Rare symptoms and signs: swelling in the tummy and breathlessness

  • A few children get a large swelling in their abdomen (tummy area). This is called ascites. It happens when fluid builds up in the area around the organs in the abdomen – the peritoneal cavity.
  • A very small number of children feel breathless. This happens when fluid builds up around their lungs.

If your child has nephrotic syndrome and a very swollen tummy or feels breathless, seek medical advice as soon as possible.

Other rare symptoms

A few children with nephrotic syndrome may also:

  • feel tired, have low energy or have difficulty concentrating
  • have a decreased appetite (not want to eat)
  • have nausea (feel sick) or vomit (be sick), or have diarrhoea
  • have pain in their abdomen (tummy).


Some children have complications – health problems that happen because of the nephrotic syndrome or its treatment. These are more likely to happen if the nephrotic syndrome lasts a long time – but even then, complications are very rare.

Risk of infections

Nephrotic syndrome is treated with steroid medicines, which make the immune system less active. This means it is more likely for children to get infections.

If your child is unwell and you are worried about an infection, contact your doctor straight away.

Acute kidney injury

Rarely, the kidneys stop working as well as they should – this is called acute kidney injury (AKI). In nephrotic syndrome, this may happen when the body has a lower volume of blood than normal – this is called hypovolaemia.

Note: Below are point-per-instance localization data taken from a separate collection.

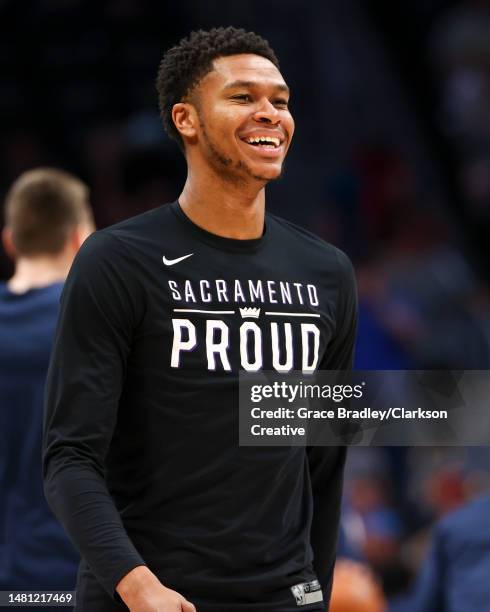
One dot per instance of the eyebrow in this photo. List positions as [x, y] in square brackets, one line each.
[250, 84]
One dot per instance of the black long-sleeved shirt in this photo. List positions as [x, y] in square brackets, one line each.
[141, 457]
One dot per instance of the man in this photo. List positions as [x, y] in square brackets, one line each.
[454, 575]
[159, 314]
[47, 218]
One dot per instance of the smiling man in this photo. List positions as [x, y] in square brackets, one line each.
[158, 316]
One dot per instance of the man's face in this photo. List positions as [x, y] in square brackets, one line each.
[244, 99]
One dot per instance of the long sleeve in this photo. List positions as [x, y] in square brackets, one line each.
[326, 464]
[85, 380]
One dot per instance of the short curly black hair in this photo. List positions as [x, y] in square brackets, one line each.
[184, 65]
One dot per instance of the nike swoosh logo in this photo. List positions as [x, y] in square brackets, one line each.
[171, 262]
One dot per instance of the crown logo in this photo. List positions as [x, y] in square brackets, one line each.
[250, 313]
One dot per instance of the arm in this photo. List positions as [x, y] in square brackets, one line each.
[99, 312]
[85, 380]
[326, 464]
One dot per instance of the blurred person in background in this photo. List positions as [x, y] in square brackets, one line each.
[47, 217]
[355, 589]
[454, 576]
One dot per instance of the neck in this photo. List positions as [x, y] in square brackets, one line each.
[231, 210]
[36, 272]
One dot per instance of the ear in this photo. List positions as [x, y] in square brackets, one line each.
[185, 119]
[8, 243]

Some children with AKI get better after a few weeks, and some need to take medicines or have more intensive treatment.

Other complications

If your child has any of the below, seek medical advice:

  • severe pain in the tummy or a fever (temperature above 38°C) – if your child sweats more than usual /or is shivery – this may be a sign of an infection called peritonitis
  • swollen, red or painful leg – this may be a sign of a blood clot, when blood clumps together
  • feeling more tired than usual, having sleep disturbances such as difficulty getting to sleep, becoming more forgetful or gaining weight – this may be a sign of low levels of thyroid hormone, a chemical in the body.


Peritonitis is a bacterial infection in the peritoneum - this is a thin layer that lines the inside of the abdomen (tummy). It surrounds and supports organs such as the stomach and liver. Tell your doctor if your child has:

  • severe pain in the tummy
  • fever (temperature above 38°C) – if your child sweats more than usual /or is shivery.

Thrombosis blood clots

Blood may form clots, or clumps, in the veins. This may cause a condition called thrombosis, especially in the veins of the leg. This may cause the leg to look more swollen and there may be pain and redness. Blood is more likely to clot as it is thicker than normal as some of the liquid normally in the veins has leaked out and has caused the oedema.

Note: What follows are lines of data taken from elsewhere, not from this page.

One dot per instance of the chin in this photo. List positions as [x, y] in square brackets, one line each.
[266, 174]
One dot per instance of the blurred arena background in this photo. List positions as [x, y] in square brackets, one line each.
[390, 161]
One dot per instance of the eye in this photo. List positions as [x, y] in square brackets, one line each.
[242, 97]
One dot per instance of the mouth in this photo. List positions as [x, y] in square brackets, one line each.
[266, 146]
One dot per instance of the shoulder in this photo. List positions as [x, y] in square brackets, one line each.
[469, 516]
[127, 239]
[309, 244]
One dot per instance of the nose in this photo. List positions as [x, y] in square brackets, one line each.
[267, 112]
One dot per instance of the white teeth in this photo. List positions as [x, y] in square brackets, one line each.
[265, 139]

High level of fats in the blood

Some children have a high level of type of fat, cholesterol, especially if their nephrotic syndrome is chronic (lasts a long time). A high level of cholesterol is hypercholesterolaemia (“hyper” means too much). If the nephrotic syndrome goes away, the levels of cholesterol return back to normal. If it doesn’t and the cholesterol level remains high, this can be treated with special medicines that lower the cholesterol level. Eating a healthy diet and being active usually helps keep these fats at a healthy level.

Low thyroid hormone

The thyroid is a gland in the neck which makes thyroid hormone. This hormone (a chemical that is sends messages to other parts of the body) controls how the body uses energy. Some children low levels of thyroid hormone in their body, especially if their nephrotic syndrome is chronic. This is called hypothyroidism (“hypo” means low or not enough), and causes many of the body’s functions to slow down. Some children with hypothyroidism may:

  • be more tired than usual or have sleep disturbances such as difficulty getting to sleep
  • become more forgetful
  • gain weight
  • have dry hair, skin and nails
  • have changes in the mood (more sad than normal)
  • be constipated (difficulty doing a poo)
  • feel breathless
  • feel sensitive to cold
  • get cramps in their muscles, or feel weak.